The first issue of the series begins with the perpetually unlucky Jen being confronted on the street by recurring foe (and current Disney+ crossover) Titania. Jen, in her civilian form, is already exhausted by before the dustup even begins. There’s an air of professional and personal regard: Titania agrees to wait for Jen to take off her business skirt and jacket, so they won’t be torn to shreds.
During the fight, with a familiarity of a longtime acquaintance and the experience of a criminal welfare attorney, She-Hulk checks in with Titania: how is her marriage, does she have an apartment, is she okay?

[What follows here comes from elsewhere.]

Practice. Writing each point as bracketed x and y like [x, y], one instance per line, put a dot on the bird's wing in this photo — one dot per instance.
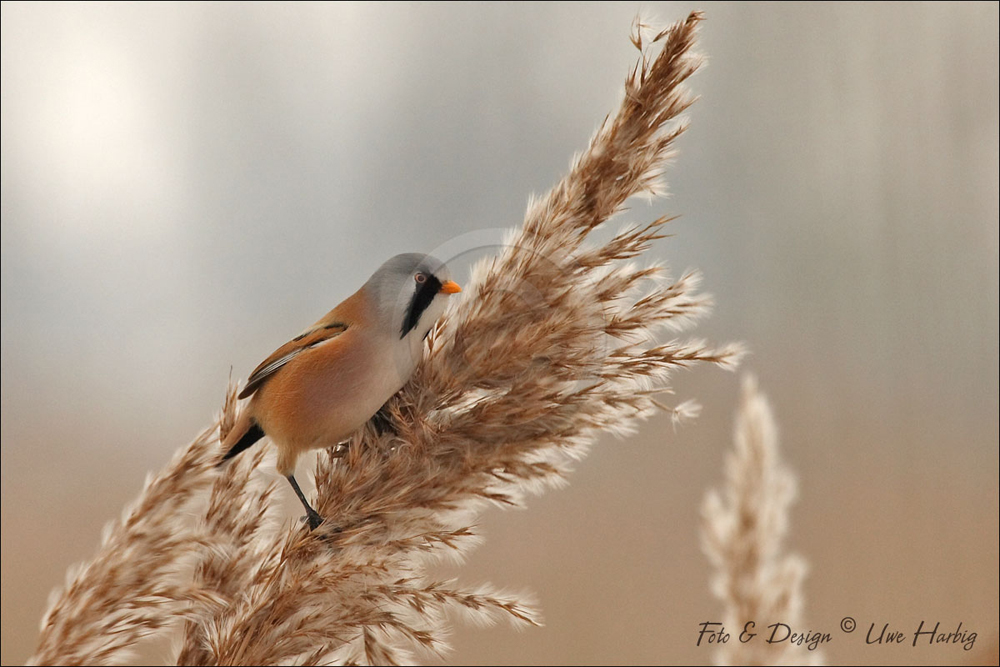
[326, 329]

There is a respect, a concern for the other’s welfare. The two of them have a personal, emotional investment in one another — they are as close to friends as comic-book rivals might be.
With her super-heroing life and her professional, civilian life perpetually colliding, Jennifer Walters can’t help living a life unlike those of her Marvel peers. Few superheroes find themselves open to the sort of personal investment with their ‘villains’ like she does, because none of them walk that thin line between “super” and “human”.
Jen, Again is filled with very human concerns. It’s got the now-standard She-Hulk career concerns, it’s got the powered BFFs and pop-ins; even its primary, tense arc — the sudden and mysterious appearance of the long-dead Jack of Hearts — carries with it a civilian, human trapping. Having appeared in Jen’s (borrowed) apartment, Jack becomes the superhero equivalent of a house guest (with a will-they-won’t-they vibe).
This means, of course, that fans expecting the major Hulk-outs and stone-breaking action that could be applicable to the character might find the book moving at a slower, more intimate pace. Outside of the super-human fight club She-Hulk forms with Titania — a way of blowing off steam that, dangerously, takes place on an active construction site — the book focuses more on cosmic-tinged domestic mystery than super-villain attacks.
That’s what makes this book so exciting and compelling, of course. It’s a lovely, unique book that looks to carve out its own place, not just in the current slate of Marvel books but in the long line of (mostly) fan-favorite She-Hulk runs. Jen Again, then, offers a gentler but deeply rich new chapter. No gimmicks, no relying on what came before. Simply good.